(Before the edit) Why do the authors of Introduction to Statistical Learning state that:
..the test error estimate resulting from LOOCV tends to have higher variance than does the test error estimate resulting from k-fold CV.
while LOOCV clearly yields the same results each time, thus resulting in no variance at all?
I know formulations of this question have already been answered and I read them all, but I just don't get what we're looking at.
EDIT: I looked again at the main points that are outlaid in the answers of the questions in the links Richard Hardy suggested
High variance of leave-one-out cross validation
The answer here says that we should be looking across different realizations of the dataset. I tried out to visualize this with an example, where I simulated a population of 1 000 000 observations from which I sampled a small training set on which I computed the k-fold cross validation error for K = 2, 5, 10 as well as LOOCV error. I repeated this 1000 times and recorded the errors for the different numbers of folds. The results were consistently showing a decrease in variance with an increase in the number of folds.
Happily in the post Bias and variance in leave-one-out vs K-fold cross validation the main answer suggests that this is not true in general, and might occur only in some special cases. The answer with just one upvote less, though, repeats the reasoning that's been given in the book ISLR. Correlated outcomes means higher variance, etc.
The same goes for the other posts on the subject. It seems people are contradicting about whether or not LOOCV has high variance or not.

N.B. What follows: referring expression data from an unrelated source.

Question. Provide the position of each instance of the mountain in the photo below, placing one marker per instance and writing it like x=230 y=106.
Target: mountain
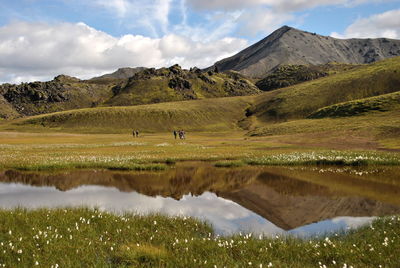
x=145 y=86
x=292 y=46
x=122 y=73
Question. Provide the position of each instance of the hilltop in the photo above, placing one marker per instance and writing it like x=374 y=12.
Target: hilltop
x=359 y=107
x=288 y=45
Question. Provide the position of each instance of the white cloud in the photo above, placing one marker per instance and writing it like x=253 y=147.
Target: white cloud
x=39 y=51
x=152 y=15
x=386 y=24
x=283 y=5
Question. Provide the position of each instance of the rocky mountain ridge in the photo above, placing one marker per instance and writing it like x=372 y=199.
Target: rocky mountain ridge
x=145 y=86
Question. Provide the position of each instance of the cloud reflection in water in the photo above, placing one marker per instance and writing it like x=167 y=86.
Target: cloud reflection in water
x=226 y=216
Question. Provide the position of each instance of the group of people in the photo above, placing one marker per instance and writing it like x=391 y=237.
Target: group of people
x=180 y=133
x=135 y=133
x=177 y=133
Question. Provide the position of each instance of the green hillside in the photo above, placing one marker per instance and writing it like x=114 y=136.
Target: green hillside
x=301 y=100
x=219 y=114
x=176 y=84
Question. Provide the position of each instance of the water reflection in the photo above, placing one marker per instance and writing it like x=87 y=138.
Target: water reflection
x=261 y=200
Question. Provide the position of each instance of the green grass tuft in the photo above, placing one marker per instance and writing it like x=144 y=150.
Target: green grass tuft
x=91 y=238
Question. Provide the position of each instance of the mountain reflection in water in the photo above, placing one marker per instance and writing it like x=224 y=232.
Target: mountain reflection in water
x=268 y=200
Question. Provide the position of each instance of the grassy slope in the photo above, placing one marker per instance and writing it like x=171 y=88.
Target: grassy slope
x=301 y=100
x=203 y=115
x=156 y=89
x=385 y=102
x=89 y=238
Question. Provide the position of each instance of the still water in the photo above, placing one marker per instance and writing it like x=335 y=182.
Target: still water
x=269 y=200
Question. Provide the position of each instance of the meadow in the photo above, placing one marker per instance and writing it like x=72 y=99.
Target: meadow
x=91 y=238
x=52 y=151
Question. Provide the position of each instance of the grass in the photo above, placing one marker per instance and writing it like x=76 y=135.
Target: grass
x=205 y=115
x=337 y=158
x=91 y=238
x=51 y=151
x=380 y=103
x=301 y=100
x=376 y=125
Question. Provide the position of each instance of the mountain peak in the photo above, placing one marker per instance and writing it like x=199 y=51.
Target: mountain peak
x=288 y=45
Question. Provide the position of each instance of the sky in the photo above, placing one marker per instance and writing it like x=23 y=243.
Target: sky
x=40 y=39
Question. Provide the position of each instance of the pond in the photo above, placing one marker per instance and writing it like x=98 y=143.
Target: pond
x=302 y=201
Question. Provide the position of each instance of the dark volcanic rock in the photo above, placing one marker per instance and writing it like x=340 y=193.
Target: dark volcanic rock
x=288 y=75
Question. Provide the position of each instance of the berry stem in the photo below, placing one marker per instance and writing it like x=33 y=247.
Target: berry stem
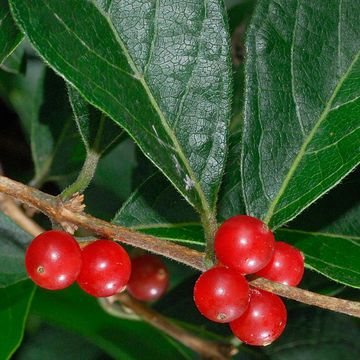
x=53 y=207
x=210 y=227
x=85 y=176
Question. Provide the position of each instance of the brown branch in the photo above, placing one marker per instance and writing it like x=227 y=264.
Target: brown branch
x=11 y=209
x=208 y=349
x=54 y=208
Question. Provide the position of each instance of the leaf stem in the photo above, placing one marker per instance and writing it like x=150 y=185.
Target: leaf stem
x=85 y=176
x=55 y=209
x=207 y=349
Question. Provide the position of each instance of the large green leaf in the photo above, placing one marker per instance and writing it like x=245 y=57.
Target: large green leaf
x=10 y=36
x=14 y=307
x=151 y=67
x=15 y=291
x=23 y=93
x=338 y=212
x=56 y=146
x=97 y=131
x=157 y=209
x=302 y=111
x=334 y=256
x=117 y=337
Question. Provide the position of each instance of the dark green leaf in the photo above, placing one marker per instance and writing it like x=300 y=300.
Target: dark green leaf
x=10 y=36
x=23 y=93
x=334 y=256
x=230 y=197
x=314 y=334
x=16 y=62
x=97 y=131
x=56 y=344
x=14 y=307
x=301 y=131
x=15 y=291
x=161 y=78
x=156 y=208
x=113 y=181
x=119 y=338
x=56 y=145
x=338 y=212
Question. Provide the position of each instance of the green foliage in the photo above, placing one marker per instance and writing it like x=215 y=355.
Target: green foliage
x=176 y=110
x=10 y=36
x=296 y=143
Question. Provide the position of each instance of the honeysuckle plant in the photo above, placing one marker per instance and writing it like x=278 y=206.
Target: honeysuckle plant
x=165 y=118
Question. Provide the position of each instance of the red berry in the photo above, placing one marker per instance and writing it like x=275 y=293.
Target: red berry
x=221 y=294
x=244 y=243
x=53 y=260
x=149 y=278
x=263 y=321
x=286 y=266
x=106 y=268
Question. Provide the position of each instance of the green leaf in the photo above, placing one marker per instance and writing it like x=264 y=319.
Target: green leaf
x=157 y=209
x=56 y=344
x=161 y=78
x=97 y=131
x=231 y=201
x=334 y=256
x=113 y=181
x=14 y=307
x=23 y=93
x=338 y=212
x=119 y=338
x=15 y=291
x=315 y=334
x=56 y=145
x=301 y=127
x=10 y=36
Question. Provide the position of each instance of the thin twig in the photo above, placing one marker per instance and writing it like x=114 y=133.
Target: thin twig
x=208 y=349
x=54 y=208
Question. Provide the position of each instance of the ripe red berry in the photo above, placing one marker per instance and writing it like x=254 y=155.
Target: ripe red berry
x=286 y=266
x=105 y=270
x=149 y=278
x=263 y=321
x=221 y=294
x=244 y=243
x=53 y=260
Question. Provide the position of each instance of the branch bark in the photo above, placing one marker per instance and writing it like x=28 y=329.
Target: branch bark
x=55 y=208
x=207 y=349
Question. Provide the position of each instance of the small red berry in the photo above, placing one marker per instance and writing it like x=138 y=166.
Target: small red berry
x=105 y=270
x=53 y=260
x=263 y=321
x=221 y=294
x=286 y=266
x=244 y=243
x=149 y=278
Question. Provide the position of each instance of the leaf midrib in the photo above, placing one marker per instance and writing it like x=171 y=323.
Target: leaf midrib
x=307 y=141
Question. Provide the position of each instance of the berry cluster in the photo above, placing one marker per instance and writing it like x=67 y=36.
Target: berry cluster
x=245 y=245
x=103 y=268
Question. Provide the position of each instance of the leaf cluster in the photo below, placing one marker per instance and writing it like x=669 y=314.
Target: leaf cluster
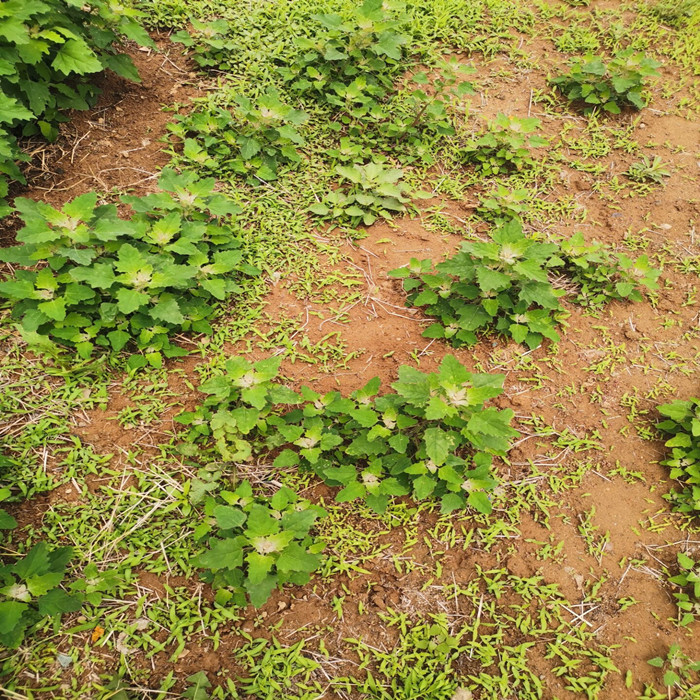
x=505 y=147
x=103 y=281
x=682 y=423
x=366 y=193
x=500 y=285
x=255 y=544
x=609 y=86
x=31 y=590
x=432 y=437
x=350 y=63
x=502 y=204
x=688 y=600
x=210 y=44
x=600 y=274
x=49 y=53
x=504 y=285
x=253 y=142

I discovered though that no one is contradicting about the statement that there's correlation among the LOOCV estimates, and giving it a second thought I started doubting why this is. So my edited question goes:
Why are the test estimates correlated in LOOCV? I don't doubt that the trained models are correlated, but each of those correlated models is tested on an entirely different held out data point and therefore producing an entirely different test error which means that there isn't any correlation at all between the test estimates which we're averaging to obtain the LOOCV error.
For example: say there are 100 observations from the model Y = 2*X + eps, then all 100 models where one observation is held out will produce almost the same coefficient beta for the training model Y = (beta)*X. Testing on the held out observation the error is (Y-(beta)*X)^2, and if X has some variance var(X) than the test error's variance for the individual test observations will be a function of var(X). Therefore fully independent of the other test estimates and only dependent on the variability of X.
Does anyone have any thoughts on this that can make things clear for me?